🤖 AI Summary
This work addresses the challenge of effectively detecting malicious behavior in encrypted network traffic, which is hindered by opaque payloads and temporal graph structure drift. To this end, the authors propose MalMoE, a novel system that models multi-host interactions via graphs and employs a set of 1-hop Graph Neural Network (GNN) expert modules tailored to different drift patterns. MalMoE introduces a drift-aware gating mechanism that dynamically routes inputs to the most suitable experts based on observed structural shifts. The system further enhances model stability through a two-stage training strategy combined with data augmentation. Experimental results demonstrate that MalMoE achieves high-accuracy, real-time malicious traffic detection across open-source, synthetic, and real-world datasets, significantly mitigating performance degradation caused by graph drift.
📝 Abstract
Encryption has been commonly used in network traffic to secure transmission, but it also brings challenges for malicious traffic detection, due to the invisibility of the packet payload. Graph-based methods are emerging as promising solutions by leveraging multi-host interactions to promote detection accuracy. But most of them face a critical problem: Graph Drift, where the flow statistics or topological information of a graph change over time.
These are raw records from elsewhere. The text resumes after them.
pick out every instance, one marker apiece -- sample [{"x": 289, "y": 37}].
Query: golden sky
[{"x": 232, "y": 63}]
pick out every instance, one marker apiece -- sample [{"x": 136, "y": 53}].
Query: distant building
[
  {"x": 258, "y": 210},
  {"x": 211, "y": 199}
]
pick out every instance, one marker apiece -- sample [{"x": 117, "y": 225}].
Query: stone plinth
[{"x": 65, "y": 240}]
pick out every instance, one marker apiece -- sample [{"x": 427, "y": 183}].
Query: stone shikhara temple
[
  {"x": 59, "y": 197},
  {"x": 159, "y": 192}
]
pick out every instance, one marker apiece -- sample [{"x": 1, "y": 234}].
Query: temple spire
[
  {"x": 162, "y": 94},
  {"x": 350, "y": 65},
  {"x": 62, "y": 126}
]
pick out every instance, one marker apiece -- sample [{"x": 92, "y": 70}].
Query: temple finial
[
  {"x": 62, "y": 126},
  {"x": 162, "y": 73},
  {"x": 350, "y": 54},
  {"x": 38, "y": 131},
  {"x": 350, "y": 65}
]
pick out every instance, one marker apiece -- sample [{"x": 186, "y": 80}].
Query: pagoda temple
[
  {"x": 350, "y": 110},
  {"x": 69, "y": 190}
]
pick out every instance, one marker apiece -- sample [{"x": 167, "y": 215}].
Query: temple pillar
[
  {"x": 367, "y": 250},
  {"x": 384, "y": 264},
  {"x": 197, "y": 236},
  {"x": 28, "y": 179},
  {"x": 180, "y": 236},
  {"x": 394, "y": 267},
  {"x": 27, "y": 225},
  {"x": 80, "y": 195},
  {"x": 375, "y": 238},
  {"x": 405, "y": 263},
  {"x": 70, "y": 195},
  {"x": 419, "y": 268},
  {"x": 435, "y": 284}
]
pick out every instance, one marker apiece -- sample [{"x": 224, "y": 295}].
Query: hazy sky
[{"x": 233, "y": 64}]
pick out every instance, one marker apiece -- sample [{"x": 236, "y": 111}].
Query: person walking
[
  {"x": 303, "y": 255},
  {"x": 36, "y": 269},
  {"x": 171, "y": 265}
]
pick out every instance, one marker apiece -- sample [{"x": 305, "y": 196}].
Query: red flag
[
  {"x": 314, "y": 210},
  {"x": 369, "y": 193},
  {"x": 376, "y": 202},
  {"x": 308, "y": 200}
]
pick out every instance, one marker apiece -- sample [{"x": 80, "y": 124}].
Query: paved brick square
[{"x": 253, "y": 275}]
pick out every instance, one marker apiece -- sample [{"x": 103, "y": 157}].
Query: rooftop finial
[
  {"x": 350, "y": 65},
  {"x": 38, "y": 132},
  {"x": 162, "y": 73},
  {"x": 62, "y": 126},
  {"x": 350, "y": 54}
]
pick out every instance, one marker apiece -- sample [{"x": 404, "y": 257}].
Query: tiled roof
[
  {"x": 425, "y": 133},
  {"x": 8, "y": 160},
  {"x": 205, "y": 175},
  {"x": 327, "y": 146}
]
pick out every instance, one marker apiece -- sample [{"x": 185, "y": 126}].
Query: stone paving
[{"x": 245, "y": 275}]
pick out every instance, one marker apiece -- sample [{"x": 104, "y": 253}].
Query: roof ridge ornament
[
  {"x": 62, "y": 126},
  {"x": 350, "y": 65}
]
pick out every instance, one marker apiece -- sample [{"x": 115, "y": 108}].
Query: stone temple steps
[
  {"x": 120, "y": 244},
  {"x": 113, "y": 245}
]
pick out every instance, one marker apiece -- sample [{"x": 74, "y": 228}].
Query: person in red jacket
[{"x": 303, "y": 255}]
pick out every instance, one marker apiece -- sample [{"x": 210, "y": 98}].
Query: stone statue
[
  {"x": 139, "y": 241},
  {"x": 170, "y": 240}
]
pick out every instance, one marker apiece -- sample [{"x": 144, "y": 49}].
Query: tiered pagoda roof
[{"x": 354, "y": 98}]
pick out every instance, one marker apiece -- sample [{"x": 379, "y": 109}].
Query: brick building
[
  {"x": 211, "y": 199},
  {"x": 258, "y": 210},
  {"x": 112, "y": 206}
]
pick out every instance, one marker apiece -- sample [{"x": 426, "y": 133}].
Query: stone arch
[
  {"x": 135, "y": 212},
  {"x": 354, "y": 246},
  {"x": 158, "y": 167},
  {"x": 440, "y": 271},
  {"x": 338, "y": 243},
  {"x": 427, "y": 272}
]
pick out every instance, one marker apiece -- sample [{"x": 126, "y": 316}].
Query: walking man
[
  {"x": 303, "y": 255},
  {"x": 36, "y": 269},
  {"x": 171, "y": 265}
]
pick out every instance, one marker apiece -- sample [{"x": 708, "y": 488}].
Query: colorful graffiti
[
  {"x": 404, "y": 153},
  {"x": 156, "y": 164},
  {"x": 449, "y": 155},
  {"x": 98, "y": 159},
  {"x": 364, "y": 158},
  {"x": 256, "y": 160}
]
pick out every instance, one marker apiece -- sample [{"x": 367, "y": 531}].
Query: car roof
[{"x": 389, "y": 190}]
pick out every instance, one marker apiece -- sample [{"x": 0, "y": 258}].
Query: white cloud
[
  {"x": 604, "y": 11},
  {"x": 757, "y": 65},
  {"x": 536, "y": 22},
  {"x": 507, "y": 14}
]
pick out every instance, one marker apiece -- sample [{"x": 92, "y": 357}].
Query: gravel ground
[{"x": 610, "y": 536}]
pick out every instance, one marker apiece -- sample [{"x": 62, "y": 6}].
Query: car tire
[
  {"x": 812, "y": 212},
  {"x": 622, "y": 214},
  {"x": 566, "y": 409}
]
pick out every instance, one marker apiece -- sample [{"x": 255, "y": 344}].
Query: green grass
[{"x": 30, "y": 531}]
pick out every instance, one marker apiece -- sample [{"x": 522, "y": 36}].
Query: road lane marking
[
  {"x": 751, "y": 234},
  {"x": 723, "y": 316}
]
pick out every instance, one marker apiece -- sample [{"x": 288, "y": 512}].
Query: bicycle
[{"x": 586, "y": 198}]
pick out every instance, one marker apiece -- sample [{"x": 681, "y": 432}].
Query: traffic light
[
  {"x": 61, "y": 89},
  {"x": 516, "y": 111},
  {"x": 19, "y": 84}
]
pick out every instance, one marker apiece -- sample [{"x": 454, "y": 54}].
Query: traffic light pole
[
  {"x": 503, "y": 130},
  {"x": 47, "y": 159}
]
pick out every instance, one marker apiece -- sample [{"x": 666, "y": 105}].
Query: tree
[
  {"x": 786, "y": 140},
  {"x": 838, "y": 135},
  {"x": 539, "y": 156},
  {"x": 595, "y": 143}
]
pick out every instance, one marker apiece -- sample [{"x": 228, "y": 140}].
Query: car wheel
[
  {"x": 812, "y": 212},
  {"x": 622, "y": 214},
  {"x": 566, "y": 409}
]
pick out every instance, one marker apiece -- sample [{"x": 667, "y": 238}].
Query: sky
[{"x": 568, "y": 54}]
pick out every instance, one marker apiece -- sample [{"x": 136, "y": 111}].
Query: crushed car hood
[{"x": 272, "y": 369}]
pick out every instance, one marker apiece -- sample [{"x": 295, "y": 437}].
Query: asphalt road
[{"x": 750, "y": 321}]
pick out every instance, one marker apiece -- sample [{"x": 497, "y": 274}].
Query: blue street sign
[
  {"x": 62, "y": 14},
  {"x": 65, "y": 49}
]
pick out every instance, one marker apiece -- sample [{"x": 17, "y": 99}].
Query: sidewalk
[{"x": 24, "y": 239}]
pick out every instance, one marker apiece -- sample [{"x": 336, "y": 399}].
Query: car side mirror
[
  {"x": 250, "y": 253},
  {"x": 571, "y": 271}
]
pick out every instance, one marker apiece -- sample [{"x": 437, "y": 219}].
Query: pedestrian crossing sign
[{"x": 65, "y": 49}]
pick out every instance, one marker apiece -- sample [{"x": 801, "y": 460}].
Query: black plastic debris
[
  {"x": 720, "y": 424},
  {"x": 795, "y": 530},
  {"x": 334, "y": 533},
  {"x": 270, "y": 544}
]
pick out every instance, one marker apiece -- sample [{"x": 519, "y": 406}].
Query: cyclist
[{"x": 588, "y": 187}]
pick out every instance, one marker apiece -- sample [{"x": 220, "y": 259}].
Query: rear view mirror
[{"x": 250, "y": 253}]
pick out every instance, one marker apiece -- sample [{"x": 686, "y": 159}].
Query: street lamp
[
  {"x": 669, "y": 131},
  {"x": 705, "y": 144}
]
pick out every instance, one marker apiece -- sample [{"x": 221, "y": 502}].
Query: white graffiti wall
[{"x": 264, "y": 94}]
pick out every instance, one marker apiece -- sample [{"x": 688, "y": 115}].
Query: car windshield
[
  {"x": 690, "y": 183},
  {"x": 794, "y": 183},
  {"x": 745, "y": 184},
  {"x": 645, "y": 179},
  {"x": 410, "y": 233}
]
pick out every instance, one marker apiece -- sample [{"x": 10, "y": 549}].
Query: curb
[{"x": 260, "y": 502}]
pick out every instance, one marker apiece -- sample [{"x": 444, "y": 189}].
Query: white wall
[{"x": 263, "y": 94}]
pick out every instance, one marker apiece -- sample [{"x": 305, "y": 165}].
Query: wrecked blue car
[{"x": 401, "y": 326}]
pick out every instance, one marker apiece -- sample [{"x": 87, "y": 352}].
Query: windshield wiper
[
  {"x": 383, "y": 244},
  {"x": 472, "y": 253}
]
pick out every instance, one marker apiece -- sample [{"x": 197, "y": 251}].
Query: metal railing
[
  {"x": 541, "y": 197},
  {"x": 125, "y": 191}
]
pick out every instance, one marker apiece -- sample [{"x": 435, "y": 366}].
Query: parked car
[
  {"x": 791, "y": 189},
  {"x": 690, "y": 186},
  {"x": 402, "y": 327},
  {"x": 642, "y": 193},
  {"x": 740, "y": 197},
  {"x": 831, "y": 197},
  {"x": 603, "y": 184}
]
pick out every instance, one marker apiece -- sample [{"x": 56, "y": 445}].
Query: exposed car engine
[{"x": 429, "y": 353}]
To overcome these drawbacks, we propose a graph-assisted encrypted traffic detection system, MalMoE, which applies Mixture of Experts (MoE) to select the best expert model for drift-aware classification. Particularly, we design 1-hop-GNN-like expert models that handle different graph drifts by analyzing graphs with different features. Then, the redesigned gate model conducts expert selection according to the actual drift. MalMoE is trained with a stable two-stage training strategy with data augmentation, which effectively guides the gate on how to perform routing. Experiments on open-source, synthetic, and real-world datasets show that MalMoE can perform precise and real-time detection.